Solution-based synthesis is an important area of materials synthesis57 and this dataset can help with advancing the science and model building for solution synthesis. Nevertheless, challenges remain in the mining of scientific literature and construction of robust and accurate large-scale datasets. First, the organic precursors with complex radicals commonly used in solution-based synthesis pose a challenge for parsing and extracting chemical information. Constructing reaction formulas becomes problematic when the precursor information is lost. Therefore, these entries are mostly dropped out later in the pipeline. To address this issue, a universal parser that can parse chemical tokens needs to be developed.

Second, our data was extracted from the experimental section in the main body of each paper and does not include any information about the actual synthesis results, e.g., whether the material was synthesized using the reported procedure or which structure was obtained. This problem could be overcome by introducing a model that can parse characterization data (e.g., X-ray diffraction patterns or electron microscopy images) and relate them to the corresponding synthesis conditions, something which, to the best of our knowledge, has not yet been performed. Even though the actual results of a synthesis can be extracted from a paper, there remains the challenge of data interpretation and usage, as the authors usually report only successful and “cherry-picked” experimental results. This introduces significant anthropogenic bias toward “positive” data with little “negative” content in the dataset, thus limiting the tasks for future machine-learning applications69,70. A promising approach to solve this issue is to incorporate results obtained by autonomous robotic synthesis platforms that can provide a vast amount of “negative” data in a reasonable time frame71,72.

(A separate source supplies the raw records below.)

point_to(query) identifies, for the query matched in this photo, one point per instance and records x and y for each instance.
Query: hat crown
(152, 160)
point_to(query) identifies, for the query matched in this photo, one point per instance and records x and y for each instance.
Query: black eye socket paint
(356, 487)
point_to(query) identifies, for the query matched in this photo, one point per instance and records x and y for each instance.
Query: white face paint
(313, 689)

Finally, solution-based synthesis is advantageous when the control of specimen morphology is required, e.g., when synthesizing noble-metal nanoparticles. However, this dataset does not provide information about the morphology of the synthesized materials, though such information is often contained in characterization or results paragraphs instead of the experimental section. The extraction of morphology and other solution synthesis outcomes is another text-mining challenge in materials science research that requires the development of advanced algorithms and models30, which is beyond the scope of the current study.

Usage Notes

The dataset is provided in JSON format as a single file. All major programming languages, such as Python, Matlab, R, and Wolfram Mathematica, can be used to read it. No particular dependency is required.

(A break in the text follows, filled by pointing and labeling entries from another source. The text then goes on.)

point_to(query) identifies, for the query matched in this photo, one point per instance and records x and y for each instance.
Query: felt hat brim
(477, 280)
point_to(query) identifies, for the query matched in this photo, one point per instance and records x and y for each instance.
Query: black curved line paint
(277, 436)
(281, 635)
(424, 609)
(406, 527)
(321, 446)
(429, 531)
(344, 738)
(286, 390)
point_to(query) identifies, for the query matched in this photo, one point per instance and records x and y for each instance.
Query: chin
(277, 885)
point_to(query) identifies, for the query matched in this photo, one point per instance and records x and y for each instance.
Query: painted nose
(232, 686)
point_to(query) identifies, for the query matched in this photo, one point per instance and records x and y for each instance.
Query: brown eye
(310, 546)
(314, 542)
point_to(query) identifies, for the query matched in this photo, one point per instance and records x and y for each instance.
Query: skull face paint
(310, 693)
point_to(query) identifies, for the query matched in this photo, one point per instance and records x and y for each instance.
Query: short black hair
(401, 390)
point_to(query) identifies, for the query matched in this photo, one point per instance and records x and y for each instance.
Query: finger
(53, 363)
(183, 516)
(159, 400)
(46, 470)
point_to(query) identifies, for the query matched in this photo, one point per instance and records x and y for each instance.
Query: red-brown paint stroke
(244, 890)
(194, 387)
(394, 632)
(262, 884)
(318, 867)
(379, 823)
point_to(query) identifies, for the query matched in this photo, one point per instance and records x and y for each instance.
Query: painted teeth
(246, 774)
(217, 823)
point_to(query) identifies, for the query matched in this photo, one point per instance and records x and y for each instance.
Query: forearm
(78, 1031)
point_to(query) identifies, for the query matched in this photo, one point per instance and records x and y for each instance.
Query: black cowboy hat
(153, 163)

Because the dataset contains detailed information about chemical formulas as well as the compositions of the target materials and precursors for each procedure, it can be easily used to conduct a literature review by querying desired precursors and (or) targets in different chemical spaces. For example, selecting all TiO2 synthesized from TiCl4 allows an exploration of how other synthesis formulations, such as synthesis actions, attributes, and quantities, affect the results. Furthermore, the materials entries in the dataset are supplied with the Materials Project5 identifiers, thus facilitating the integration of the procedures with the thermochemical data available in the Materials Project73,74.

In addition, this solution-based synthesis dataset keeps the same data structure as that in the solid-state dataset generated in our previous work53. Therefore, it is easy to analyze the procedures from the two datasets.

Despite the dataset being provided as a static snapshot63, we intend to update it on a regular basis.